Felipe Rassi, especialista em créditos estressados, expõe que a análise de dados tornou-se um dos pilares da gestão moderna de créditos inadimplentes e ativos estressados. Em um mercado cada vez mais competitivo, decisões baseadas apenas na experiência ou em indicadores históricos já não oferecem a mesma eficiência de anos anteriores. O acesso a grandes volumes de informações e o desenvolvimento de ferramentas analíticas transformaram a forma como empresas avaliam riscos, definem prioridades e conduzem negociações.
Confira os principais impactos da análise de dados na gestão de ativos estressados e as tendências que devem fortalecer esse modelo nos próximos anos.
Como a análise de dados melhora a gestão das carteiras?
Segundo Felipe Rassi, o primeiro benefício da utilização de dados está na ampliação da capacidade analítica. Em vez de avaliar apenas informações isoladas, gestores passam a trabalhar com indicadores que revelam relações entre diferentes fatores econômicos e financeiros. Essa abordagem permite compreender com maior profundidade o comportamento das carteiras e identificar elementos que influenciam diretamente seu desempenho.
Outro aspecto importante é a possibilidade de segmentação dos ativos. A análise de dados permite classificar operações conforme critérios como nível de risco, potencial de recuperação, perfil do devedor e histórico das negociações. Essa organização facilita a definição de prioridades e direciona recursos para as oportunidades que apresentam maior perspectiva de retorno financeiro.

Além disso, Felipe Rassi destaca que a consolidação das informações em plataformas integradas reduz inconsistências e melhora a qualidade das decisões. Com acesso rápido a dados atualizados, equipes conseguem acompanhar a evolução das carteiras de forma contínua, identificar mudanças relevantes e promover ajustes sempre que necessário.
De que forma a análise preditiva reduz riscos?
A análise preditiva representa um dos maiores avanços tecnológicos aplicados ao mercado financeiro. Por meio de modelos estatísticos e algoritmos de inteligência artificial, torna-se possível estimar probabilidades de recuperação, antecipar tendências e identificar riscos antes que eles provoquem impactos significativos nas operações. Essa capacidade fortalece o planejamento estratégico e reduz a exposição a perdas. Esse avanço também amplia a previsibilidade em cenários de maior volatilidade, permitindo decisões mais estruturadas e menos reativas.
Os modelos preditivos utilizam diferentes fontes de informação para construir cenários mais completos. Dados históricos, indicadores macroeconômicos, comportamento de pagamento e características específicas dos ativos são analisados em conjunto para gerar projeções cada vez mais precisas. Como resultado, empresas conseguem tomar decisões fundamentadas em evidências concretas. Conforme informa Felipe Rassi, essa integração de variáveis distintas também contribui para reduzir distorções analíticas e aumentar a confiabilidade das estratégias adotadas.

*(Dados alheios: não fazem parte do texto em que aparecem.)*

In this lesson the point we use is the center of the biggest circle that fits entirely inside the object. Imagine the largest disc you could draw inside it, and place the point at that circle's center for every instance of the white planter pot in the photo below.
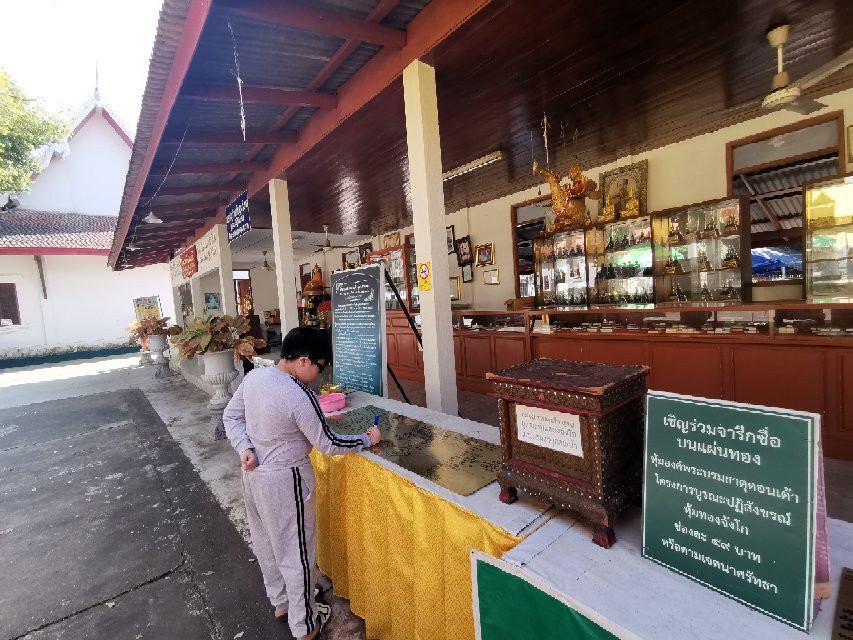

Outro benefício está na atualização contínua dessas análises. Sempre que novas informações são incorporadas ao sistema, as projeções são revisadas automaticamente, permitindo respostas rápidas diante de mudanças econômicas ou alterações no perfil das carteiras. Essa dinâmica torna a gestão muito mais eficiente e adaptável. Além disso, esse fluxo constante de atualização fortalece a capacidade de reação das empresas, reduzindo o tempo entre identificação de risco e tomada de decisão.
Quais tendências devem impulsionar o uso de dados no setor?
O crescimento da digitalização continuará ampliando o papel da análise de dados na recuperação de créditos. Plataformas inteligentes tendem a oferecer níveis cada vez maiores de integração entre informações financeiras, jurídicas e operacionais, proporcionando uma visão completa sobre cada ativo administrado. Essa evolução favorece decisões mais rápidas e reduz falhas decorrentes da fragmentação das informações.
Por fim, Felipe Rassi comenta que o uso crescente da inteligência artificial para apoiar negociações é outra tendência importante a ser lembrada. Sistemas avançados serão capazes de sugerir estratégias, identificar oportunidades e avaliar riscos em tempo real, permitindo que gestores concentrem seus esforços em decisões estratégicas de maior complexidade.